Tumor grade was associated with prognosis in univariate analysis, but lacked independent influence on patient outcome with respect to metastasis-free survival in our series. Similar observations have been made in other studies,8, 11, 12, 15, 16, 17, 22, 23, 24 whereas only one investigation has identified tumor grade as an independent predictor of overall survival, but not of cancer-specific survival in patients with upper tract cancer.18 The new two-tiered grading system, however, has only twice before been applied with respect to prognostic impact in upper urinary tract tumors.22, 24 In our study, the reclassification of moderately differentiated (G2) tumors into either low- or high-grade cancers proved to be feasible, revealing statistically significant poorer outcome of former G2 cancers that were reclassified as high-grade cancers compared with former G2 that were reclassified as low-grade cancers. Moreover, in the multivariate analysis, the two-tiered system only just missed statistical significance indicating another possible advantage of the new system. It should, however, be noted that no former well-differentiated (G1) UC progressed, whereas nearly 15% of low-grade cancers according to the two-tiered system developed metastatic disease. This finding indicates that the possible advantage in identifying high-risk patients using the new system is paralleled by a loss of sensitivity with respect to the identification of low or no risk patients. Further studies including bladder cancer cases are needed to clarify this issue.

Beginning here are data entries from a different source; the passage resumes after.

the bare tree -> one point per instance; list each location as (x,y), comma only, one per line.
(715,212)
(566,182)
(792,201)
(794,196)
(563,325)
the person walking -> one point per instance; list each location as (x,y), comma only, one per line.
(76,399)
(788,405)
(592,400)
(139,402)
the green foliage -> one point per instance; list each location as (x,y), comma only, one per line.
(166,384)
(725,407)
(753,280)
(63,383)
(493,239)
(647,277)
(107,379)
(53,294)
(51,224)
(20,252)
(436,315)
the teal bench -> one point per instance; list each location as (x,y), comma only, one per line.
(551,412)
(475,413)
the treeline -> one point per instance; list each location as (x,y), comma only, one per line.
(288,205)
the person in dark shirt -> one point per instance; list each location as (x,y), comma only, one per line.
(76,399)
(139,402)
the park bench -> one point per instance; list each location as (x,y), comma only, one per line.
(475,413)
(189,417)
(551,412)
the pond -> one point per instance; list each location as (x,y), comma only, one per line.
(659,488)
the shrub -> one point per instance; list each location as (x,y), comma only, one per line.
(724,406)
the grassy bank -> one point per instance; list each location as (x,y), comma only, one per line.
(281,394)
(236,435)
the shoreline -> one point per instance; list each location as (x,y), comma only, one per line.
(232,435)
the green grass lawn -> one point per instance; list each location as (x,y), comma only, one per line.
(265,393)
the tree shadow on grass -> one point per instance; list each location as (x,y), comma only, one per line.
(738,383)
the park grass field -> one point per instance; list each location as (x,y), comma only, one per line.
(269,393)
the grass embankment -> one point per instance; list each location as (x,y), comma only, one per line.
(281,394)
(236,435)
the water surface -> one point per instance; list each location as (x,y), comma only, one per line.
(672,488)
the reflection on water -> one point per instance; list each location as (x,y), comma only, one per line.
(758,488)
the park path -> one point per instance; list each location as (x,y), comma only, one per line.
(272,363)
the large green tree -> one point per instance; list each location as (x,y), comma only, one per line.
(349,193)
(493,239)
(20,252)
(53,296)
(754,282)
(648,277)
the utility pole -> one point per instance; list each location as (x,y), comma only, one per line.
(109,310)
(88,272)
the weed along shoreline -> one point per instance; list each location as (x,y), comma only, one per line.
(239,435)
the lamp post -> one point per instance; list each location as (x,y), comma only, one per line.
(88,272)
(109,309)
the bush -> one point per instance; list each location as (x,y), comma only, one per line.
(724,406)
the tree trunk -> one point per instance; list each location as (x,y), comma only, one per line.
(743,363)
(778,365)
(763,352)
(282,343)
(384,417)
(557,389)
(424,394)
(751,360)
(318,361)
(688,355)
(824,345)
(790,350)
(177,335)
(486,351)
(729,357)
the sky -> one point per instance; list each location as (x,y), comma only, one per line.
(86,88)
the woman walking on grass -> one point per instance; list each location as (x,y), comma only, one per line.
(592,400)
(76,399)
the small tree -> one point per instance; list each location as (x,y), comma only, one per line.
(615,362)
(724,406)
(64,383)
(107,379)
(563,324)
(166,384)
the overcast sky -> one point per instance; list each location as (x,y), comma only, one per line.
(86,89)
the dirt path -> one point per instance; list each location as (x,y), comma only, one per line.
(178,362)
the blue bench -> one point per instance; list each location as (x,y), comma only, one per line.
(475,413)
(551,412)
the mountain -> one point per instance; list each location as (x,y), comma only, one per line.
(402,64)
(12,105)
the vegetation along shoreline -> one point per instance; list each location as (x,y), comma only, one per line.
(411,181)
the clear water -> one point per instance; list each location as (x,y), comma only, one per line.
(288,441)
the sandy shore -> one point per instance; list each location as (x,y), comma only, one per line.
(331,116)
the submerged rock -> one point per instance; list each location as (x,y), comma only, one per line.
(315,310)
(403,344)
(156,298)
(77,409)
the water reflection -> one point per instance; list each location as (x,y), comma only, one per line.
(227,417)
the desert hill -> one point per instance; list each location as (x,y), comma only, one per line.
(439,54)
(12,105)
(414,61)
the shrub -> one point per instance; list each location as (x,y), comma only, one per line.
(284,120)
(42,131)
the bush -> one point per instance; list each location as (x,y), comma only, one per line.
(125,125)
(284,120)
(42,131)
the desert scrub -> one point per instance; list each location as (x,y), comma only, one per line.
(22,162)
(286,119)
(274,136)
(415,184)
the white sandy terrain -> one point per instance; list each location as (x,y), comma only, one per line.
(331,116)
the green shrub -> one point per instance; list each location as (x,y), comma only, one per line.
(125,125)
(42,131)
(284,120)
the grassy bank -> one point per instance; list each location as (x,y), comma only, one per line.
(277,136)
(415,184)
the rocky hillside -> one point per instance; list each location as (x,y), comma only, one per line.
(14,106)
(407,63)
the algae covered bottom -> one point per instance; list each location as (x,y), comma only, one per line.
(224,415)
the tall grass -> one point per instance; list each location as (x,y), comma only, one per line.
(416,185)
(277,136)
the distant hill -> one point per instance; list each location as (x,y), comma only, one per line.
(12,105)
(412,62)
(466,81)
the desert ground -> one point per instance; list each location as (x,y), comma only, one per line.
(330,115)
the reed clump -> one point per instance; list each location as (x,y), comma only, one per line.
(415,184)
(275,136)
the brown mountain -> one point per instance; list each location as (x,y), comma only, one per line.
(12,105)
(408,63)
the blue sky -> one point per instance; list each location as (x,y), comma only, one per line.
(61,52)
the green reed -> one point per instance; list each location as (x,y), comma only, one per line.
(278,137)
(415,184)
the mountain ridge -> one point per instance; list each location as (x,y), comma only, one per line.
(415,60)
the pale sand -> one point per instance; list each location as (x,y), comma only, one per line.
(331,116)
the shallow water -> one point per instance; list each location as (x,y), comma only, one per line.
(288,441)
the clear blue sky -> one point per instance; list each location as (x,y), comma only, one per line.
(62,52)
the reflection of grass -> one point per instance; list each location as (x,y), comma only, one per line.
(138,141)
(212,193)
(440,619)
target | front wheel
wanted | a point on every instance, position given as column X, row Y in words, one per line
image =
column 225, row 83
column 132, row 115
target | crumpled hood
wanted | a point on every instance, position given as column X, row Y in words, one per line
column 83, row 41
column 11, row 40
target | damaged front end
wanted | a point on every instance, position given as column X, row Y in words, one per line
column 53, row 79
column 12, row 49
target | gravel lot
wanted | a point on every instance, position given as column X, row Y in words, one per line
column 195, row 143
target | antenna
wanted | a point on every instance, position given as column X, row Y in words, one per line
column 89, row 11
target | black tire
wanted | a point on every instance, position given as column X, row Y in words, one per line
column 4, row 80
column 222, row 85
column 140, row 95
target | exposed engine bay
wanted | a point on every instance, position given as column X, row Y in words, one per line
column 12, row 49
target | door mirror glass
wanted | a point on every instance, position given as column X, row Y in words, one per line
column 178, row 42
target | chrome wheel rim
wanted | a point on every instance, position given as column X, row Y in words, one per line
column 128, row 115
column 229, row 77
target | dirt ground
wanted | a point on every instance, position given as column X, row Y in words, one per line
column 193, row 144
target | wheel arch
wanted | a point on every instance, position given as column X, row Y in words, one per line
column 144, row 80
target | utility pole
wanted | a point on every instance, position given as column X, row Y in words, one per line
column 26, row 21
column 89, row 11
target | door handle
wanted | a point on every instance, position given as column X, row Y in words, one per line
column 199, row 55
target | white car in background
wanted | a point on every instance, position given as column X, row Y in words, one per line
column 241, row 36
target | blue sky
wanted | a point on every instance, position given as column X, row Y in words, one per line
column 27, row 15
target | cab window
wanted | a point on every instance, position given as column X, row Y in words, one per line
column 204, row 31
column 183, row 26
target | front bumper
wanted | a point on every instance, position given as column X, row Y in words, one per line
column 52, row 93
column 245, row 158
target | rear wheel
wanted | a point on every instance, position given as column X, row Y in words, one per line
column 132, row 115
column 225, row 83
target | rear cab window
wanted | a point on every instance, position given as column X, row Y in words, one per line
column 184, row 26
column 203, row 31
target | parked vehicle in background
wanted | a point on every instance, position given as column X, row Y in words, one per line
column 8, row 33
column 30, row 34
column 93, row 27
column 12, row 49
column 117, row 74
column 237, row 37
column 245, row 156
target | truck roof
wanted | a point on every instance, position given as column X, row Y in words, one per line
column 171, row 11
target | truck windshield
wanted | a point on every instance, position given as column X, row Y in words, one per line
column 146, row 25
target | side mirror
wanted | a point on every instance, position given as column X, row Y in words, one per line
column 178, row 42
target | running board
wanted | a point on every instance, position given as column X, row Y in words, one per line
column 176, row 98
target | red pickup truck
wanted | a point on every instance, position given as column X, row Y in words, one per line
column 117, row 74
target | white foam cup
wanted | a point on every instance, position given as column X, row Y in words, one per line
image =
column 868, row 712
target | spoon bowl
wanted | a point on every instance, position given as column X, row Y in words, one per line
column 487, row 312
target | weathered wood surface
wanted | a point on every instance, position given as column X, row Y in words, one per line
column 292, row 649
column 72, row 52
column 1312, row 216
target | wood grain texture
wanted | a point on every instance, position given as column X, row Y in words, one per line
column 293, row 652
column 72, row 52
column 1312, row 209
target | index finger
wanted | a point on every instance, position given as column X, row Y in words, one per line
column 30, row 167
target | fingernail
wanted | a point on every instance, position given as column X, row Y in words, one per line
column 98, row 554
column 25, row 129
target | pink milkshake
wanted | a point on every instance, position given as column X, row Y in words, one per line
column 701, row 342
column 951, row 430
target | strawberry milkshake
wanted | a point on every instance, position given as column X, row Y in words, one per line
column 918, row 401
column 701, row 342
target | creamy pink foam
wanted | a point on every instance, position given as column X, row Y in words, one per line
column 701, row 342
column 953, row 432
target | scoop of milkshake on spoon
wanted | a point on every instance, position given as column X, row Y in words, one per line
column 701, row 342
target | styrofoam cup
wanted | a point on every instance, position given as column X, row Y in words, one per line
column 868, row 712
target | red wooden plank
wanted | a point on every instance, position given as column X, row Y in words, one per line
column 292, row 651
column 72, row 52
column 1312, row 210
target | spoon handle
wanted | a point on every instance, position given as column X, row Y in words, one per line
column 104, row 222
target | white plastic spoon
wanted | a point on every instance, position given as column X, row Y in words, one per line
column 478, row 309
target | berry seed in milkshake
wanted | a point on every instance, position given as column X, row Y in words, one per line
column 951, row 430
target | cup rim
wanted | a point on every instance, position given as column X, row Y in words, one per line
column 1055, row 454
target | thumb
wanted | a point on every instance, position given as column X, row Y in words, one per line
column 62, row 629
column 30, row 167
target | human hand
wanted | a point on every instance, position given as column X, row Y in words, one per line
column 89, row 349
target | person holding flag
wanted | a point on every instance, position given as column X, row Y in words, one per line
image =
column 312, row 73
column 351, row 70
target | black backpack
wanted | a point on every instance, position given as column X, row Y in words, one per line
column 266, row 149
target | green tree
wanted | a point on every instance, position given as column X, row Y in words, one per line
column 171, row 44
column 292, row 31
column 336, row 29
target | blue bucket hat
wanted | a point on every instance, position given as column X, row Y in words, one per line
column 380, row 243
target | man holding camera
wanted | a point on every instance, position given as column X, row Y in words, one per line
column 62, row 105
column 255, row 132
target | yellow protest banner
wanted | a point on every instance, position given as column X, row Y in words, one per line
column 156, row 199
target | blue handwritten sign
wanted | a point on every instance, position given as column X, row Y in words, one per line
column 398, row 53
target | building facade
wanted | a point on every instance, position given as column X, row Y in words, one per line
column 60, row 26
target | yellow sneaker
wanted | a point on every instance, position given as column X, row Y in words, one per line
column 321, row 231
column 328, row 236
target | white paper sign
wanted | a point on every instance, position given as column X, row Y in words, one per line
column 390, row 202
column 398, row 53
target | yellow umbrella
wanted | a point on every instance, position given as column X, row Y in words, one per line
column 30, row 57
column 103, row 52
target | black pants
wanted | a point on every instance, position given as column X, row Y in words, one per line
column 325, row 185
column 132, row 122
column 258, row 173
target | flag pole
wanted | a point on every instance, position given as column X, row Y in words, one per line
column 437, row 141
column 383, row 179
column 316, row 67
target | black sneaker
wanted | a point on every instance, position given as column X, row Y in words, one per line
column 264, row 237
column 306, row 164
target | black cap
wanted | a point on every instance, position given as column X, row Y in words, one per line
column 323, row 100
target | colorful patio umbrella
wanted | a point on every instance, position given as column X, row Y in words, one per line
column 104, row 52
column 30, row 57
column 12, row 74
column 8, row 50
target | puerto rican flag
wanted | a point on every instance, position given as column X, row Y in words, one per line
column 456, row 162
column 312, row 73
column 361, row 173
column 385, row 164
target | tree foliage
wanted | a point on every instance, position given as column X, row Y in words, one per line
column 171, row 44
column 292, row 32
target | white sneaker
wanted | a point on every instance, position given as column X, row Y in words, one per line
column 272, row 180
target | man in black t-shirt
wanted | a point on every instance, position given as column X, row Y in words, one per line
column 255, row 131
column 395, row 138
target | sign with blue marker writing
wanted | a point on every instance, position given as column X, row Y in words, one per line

Angioinvasion was detected in 38% of cases in our series. It was associated with high tumor stage and grade, and proved to be the strongest predictor of poor patient outcome. Comparable observations have been made by other groups detecting vascular invasion in 25–47% of cases with prognostic impact both in univariate14, 17, 22, 38 and multivariate23, 24, 29 analyses. Owing to the large sample size, we were able to demonstrate that the prognostic impact of vascular invasion increases with increasing pT classification and grade, as has recently been reported for bladder cancer.39 Thus, in our series, the presence of lymph and/or blood vessel invasion doubled the progression rate in pT1–pT2 and/or low-grade cancers, while it quadrupled the progression rate in pT3 and/or high-grade cancers. More than 90% of pT3 UCs and more than 80% of high-grade UCs showing vascular invasion developed metastatic disease, rendering affected patients as ideal candidates for systemic adjuvant cancer therapy.

In conclusion, high pT classification and presence of vascular invasion proved to be the only independent prognostic factors with respect to metastasis-free survival in patients with upper urinary tract UC. The negative influence of vascular invasion on patient outcome was strikingly strong in high pT classification and high-grade cancers. Presence (or absence) of vascular invasion should be commented on separately in the pathology report. The recent two-tiered grading system only just missed independent influence on patient outcome. It may be superior to the WHO 1973 system with respect to the identification of patients at high risk for failure. However, further studies including bladder cancer cases are necessary to clarify this issue.